What has been going on is being called “cooperation talks”.  Basically the U.S. is  in big debt, China holds most of that debt, China wants a piece of the U.S. action, the U.S. doesn’t want them to have any, but the U.S. owes China trillions so they try to make happy happy joy joy talk so we don’t go to war, or, so that China doesn’t dump all their trillions of U.S. bonds all at once.

U.S. nuclear plant under NRC scrutiny

The Brown’s Ferry nuke plant in Alabama, is under investigation by the Nuclear Regulatory Commission.  Investigators say a cooling system failure is of “high safety significance”.
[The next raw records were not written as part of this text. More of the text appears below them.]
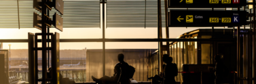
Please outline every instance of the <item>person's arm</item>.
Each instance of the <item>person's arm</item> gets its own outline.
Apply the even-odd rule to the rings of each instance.
[[[128,69],[128,66],[129,65],[126,63],[121,64],[121,72],[120,72],[120,77],[119,77],[119,79],[117,81],[117,84],[119,84],[121,81],[123,81],[126,79],[126,75],[127,75],[126,74],[126,72],[128,72],[127,69]]]

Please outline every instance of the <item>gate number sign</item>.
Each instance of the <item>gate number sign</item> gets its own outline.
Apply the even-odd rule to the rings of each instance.
[[[168,26],[176,27],[238,26],[247,19],[245,11],[170,10],[168,17]]]
[[[168,7],[236,7],[246,0],[168,0]]]

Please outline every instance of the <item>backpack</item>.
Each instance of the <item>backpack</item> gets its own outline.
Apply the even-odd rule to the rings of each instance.
[[[129,65],[128,69],[129,69],[128,78],[132,79],[135,72],[135,68]]]

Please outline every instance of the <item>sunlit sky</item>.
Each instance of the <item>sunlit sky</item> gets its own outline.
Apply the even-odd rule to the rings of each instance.
[[[223,28],[223,27],[221,27]],[[169,28],[170,38],[177,38],[181,35],[200,28]],[[101,39],[103,28],[68,28],[63,32],[51,28],[50,33],[60,33],[60,39]],[[1,39],[27,39],[28,33],[41,33],[37,28],[0,28]],[[107,39],[156,39],[156,28],[105,28]],[[163,38],[166,38],[165,28],[163,28]],[[3,48],[27,49],[27,43],[3,43]],[[106,49],[157,49],[157,42],[107,42]],[[102,42],[60,43],[60,49],[102,49]]]

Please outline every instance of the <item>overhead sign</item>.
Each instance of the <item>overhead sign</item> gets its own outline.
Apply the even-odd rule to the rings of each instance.
[[[61,18],[57,13],[54,14],[53,18],[53,25],[56,28],[62,31],[63,18]]]
[[[168,26],[238,26],[246,24],[245,11],[170,10]]]
[[[33,14],[33,26],[35,28],[37,28],[39,30],[41,30],[41,16],[37,13],[34,12]]]
[[[49,2],[49,3],[45,3],[45,4],[44,4],[45,5],[46,8],[49,9],[50,10],[52,10],[51,0],[47,0],[46,2]],[[33,7],[37,11],[41,12],[42,12],[41,4],[42,4],[41,0],[33,0]]]
[[[63,15],[63,10],[64,10],[64,2],[62,0],[53,0],[53,5],[54,6],[54,8],[61,14],[61,15]]]
[[[235,7],[246,5],[246,0],[168,0],[168,7]]]

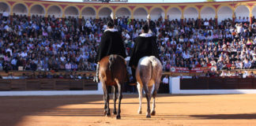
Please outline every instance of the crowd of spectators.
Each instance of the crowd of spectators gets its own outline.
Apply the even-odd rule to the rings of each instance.
[[[0,69],[32,71],[94,71],[94,59],[107,18],[100,20],[13,13],[0,14]],[[216,66],[217,69],[256,67],[256,23],[238,17],[216,25],[213,19],[154,20],[163,69]],[[119,17],[127,55],[145,20]]]

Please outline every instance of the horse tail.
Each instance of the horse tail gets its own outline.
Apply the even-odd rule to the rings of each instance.
[[[108,58],[108,62],[109,62],[109,69],[110,69],[110,72],[111,72],[111,80],[114,80],[114,77],[113,77],[113,66],[114,66],[114,61],[115,61],[115,57],[113,54],[111,54],[109,56],[109,58]]]

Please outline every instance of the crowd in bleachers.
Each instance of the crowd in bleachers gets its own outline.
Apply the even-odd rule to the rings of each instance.
[[[107,18],[78,20],[6,13],[0,17],[0,69],[32,71],[94,71],[94,59]],[[119,17],[127,55],[145,20]],[[217,69],[256,67],[256,23],[238,17],[154,20],[163,69],[216,66]]]

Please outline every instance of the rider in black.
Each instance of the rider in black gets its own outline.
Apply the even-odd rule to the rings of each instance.
[[[99,62],[103,57],[111,54],[119,54],[123,58],[126,57],[126,48],[122,35],[118,30],[115,29],[113,21],[108,21],[107,26],[107,28],[101,37],[95,61],[97,63],[97,67],[94,81],[97,83],[99,83]]]

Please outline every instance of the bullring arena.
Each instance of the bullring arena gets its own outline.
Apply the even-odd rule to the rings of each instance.
[[[177,19],[182,22],[181,25],[192,18],[213,19],[217,27],[228,18],[235,24],[239,17],[248,18],[249,24],[253,24],[256,16],[255,6],[255,1],[142,4],[0,0],[0,12],[1,14],[2,11],[7,12],[9,20],[13,20],[13,13],[26,15],[28,21],[37,15],[47,22],[48,16],[55,16],[61,19],[63,24],[66,18],[76,18],[78,23],[92,18],[97,22],[113,13],[115,19],[129,17],[132,23],[134,20],[145,20],[150,14],[152,20],[160,17],[163,20]],[[255,78],[234,76],[192,79],[206,69],[199,69],[200,73],[190,72],[187,69],[177,69],[164,72],[164,76],[169,76],[169,81],[167,85],[160,84],[156,96],[156,114],[151,118],[145,117],[145,96],[142,114],[138,114],[138,94],[131,91],[132,87],[126,85],[121,120],[116,120],[112,113],[110,117],[104,116],[101,84],[93,83],[90,77],[75,80],[34,76],[13,80],[9,76],[40,73],[17,69],[8,73],[0,72],[0,76],[6,77],[0,80],[0,126],[256,125]],[[77,74],[95,74],[92,71],[94,70],[77,71]],[[256,72],[254,69],[247,71]],[[231,72],[235,74],[235,69]],[[67,72],[52,72],[52,74],[56,73],[64,75]],[[111,98],[110,107],[112,112]]]

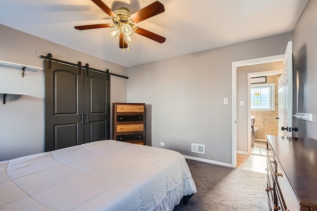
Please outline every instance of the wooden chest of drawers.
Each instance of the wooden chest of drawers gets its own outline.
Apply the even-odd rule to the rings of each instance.
[[[317,211],[317,141],[267,136],[269,210]]]
[[[145,104],[112,104],[112,139],[145,144]]]

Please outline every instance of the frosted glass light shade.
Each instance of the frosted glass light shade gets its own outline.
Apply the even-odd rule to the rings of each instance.
[[[134,40],[134,38],[132,34],[124,35],[124,40],[127,43],[130,43]]]

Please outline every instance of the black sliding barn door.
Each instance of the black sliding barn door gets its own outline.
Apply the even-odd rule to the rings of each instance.
[[[45,151],[110,137],[107,75],[45,61]]]
[[[84,91],[85,143],[110,138],[110,80],[106,74],[88,73]]]

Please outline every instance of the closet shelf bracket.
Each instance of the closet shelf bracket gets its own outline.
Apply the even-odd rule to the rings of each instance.
[[[6,98],[6,94],[3,94],[3,104],[5,104],[5,98]]]
[[[23,67],[22,68],[21,73],[22,73],[22,78],[24,78],[24,73],[25,73],[25,68],[26,68],[26,67]]]

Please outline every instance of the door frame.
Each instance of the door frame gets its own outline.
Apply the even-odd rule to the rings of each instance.
[[[248,59],[242,61],[233,62],[231,66],[231,87],[232,87],[232,115],[231,115],[231,128],[232,128],[232,149],[231,149],[231,164],[232,167],[237,167],[237,68],[243,66],[252,65],[264,63],[267,62],[275,62],[284,60],[284,55],[280,54],[275,56],[267,56],[265,57],[258,58],[256,59]],[[248,125],[251,126],[251,115],[250,112],[248,114]]]

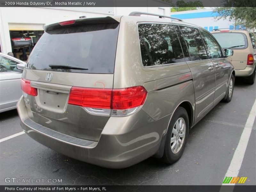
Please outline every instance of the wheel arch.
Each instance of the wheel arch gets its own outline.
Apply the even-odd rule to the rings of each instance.
[[[192,105],[190,102],[188,100],[183,101],[181,103],[180,103],[180,104],[177,106],[173,111],[173,113],[172,114],[170,121],[169,121],[169,123],[168,124],[168,126],[166,130],[166,132],[163,136],[158,151],[153,156],[154,157],[156,158],[161,158],[163,157],[163,155],[164,155],[164,145],[166,140],[166,135],[167,133],[167,131],[168,130],[169,125],[170,125],[170,123],[172,118],[173,115],[179,107],[181,107],[184,108],[187,111],[187,113],[188,113],[188,120],[189,121],[189,127],[191,127],[193,125],[194,123],[194,112],[193,110],[193,108]]]

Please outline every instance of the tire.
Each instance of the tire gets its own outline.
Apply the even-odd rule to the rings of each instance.
[[[252,73],[252,74],[248,78],[247,81],[247,83],[248,84],[250,85],[253,85],[254,84],[254,82],[255,80],[255,70],[256,70],[256,68],[255,68],[255,69],[254,70],[254,71]]]
[[[231,75],[231,77],[228,83],[228,90],[227,91],[227,94],[224,99],[222,100],[222,101],[226,103],[230,102],[232,99],[233,96],[233,92],[234,90],[234,84],[235,84],[235,77],[232,74]]]
[[[177,122],[181,122],[182,124],[183,123],[185,125],[185,126],[183,127],[183,129],[181,126],[180,131],[180,134],[182,134],[182,133],[183,133],[184,137],[182,139],[181,137],[179,138],[178,136],[176,137],[175,136],[174,133],[176,132],[176,130],[180,127],[179,126],[177,126],[178,125],[176,124]],[[175,130],[175,131],[174,131],[174,130]],[[160,161],[166,163],[172,164],[175,163],[180,159],[183,153],[185,148],[187,139],[188,136],[189,130],[189,121],[188,113],[185,109],[179,107],[174,112],[169,124],[164,145],[164,155],[163,157],[160,159]],[[177,139],[179,138],[180,139]],[[180,141],[178,143],[180,143],[181,145],[179,147],[177,147],[175,151],[175,147],[177,146],[177,144],[175,146],[173,145],[175,145],[175,142],[176,142],[176,143],[177,143],[176,141]],[[172,142],[171,143],[171,142]],[[173,147],[172,149],[172,147]]]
Last October the plant had a cooling valve problem, in reactor 1, that cause it to shut down.  Operators say the valve is fixed.  But there are concerns especially since the Brown’s Ferry plant is similar to the GE designed Fukushima Daiichi plant in Japan.

Also, Brown’s Ferry Reactor 1 had been shut down for 22 years before being put back into operation in 2007.

 

 

 

TEPCo finds out hard way that it’ll take much longer to get control of Fukushima Daiichi

On 17 April, Tokyo Electric Power Company issued a plan to control the damaged Fukushima Daiichi plant.  That plan involved 51 steps, so far as of 10 May, only one is being done; the continued pumping of water to try and cool the reactors and fuel pools.

TEPCo admitted they did not expect such high levels of radiation inside the reactor buildings, and that has been the big hold up.  They can’t do much with such high levels of radiation.

Workers have finally entered the building of Reactor 1, but that is only to help with the water injection and cooling operation.  In other words, still stuck on step one of their 51 step plan.

Government instructs schools to simply bury their radioactive top soil! government experts have their head up their a…

Schools near the damaged Fukushima Daiichi nuke plant have found radiation contamination in the top soil of their playgrounds.

Normally you remove the top soil and have it hauled away in sealed containers, as nuke waste.  But that’s not what the Japanese government is suggesting.

School officials are being told by the government to simply bury the radioactive soil deeper in the ground.  They say by burying it 50 cm (19.6 inches) into the ground, it will reduce the detectable radiation by 90%.  The suggestion is being made by the Japanese Education and Science Ministry (can you believe that!).

Hello, what happens when a child digs it up?  Or a dog?  This sounds like an expedient way to simply reduce detectable radiation levels, it’s still there waiting for someone to accidentally dig it up!

What about water soaking down through the soil, eventually hitting the ground water?  It’s going to pass through the buried radiation contamination, dragging some of it along with it to the ground water.

 

More than half Japan’s nuclear plants down!

How could a few shut down nuclear plants have such drastic affects on Japan’s industries?  When it’s more than a few, try 60%.

Electrical power shortages will continue thru summer.  Japan has 54 commercial nuke plants, right now 32 are shut down.  Some, like Fukushima Daiichi, were shut down by the 11 March disasters.  Others are down for scheduled maintenance, or government orders.

On top of that, six more plants are scheduled to shut down for maintenance this summer.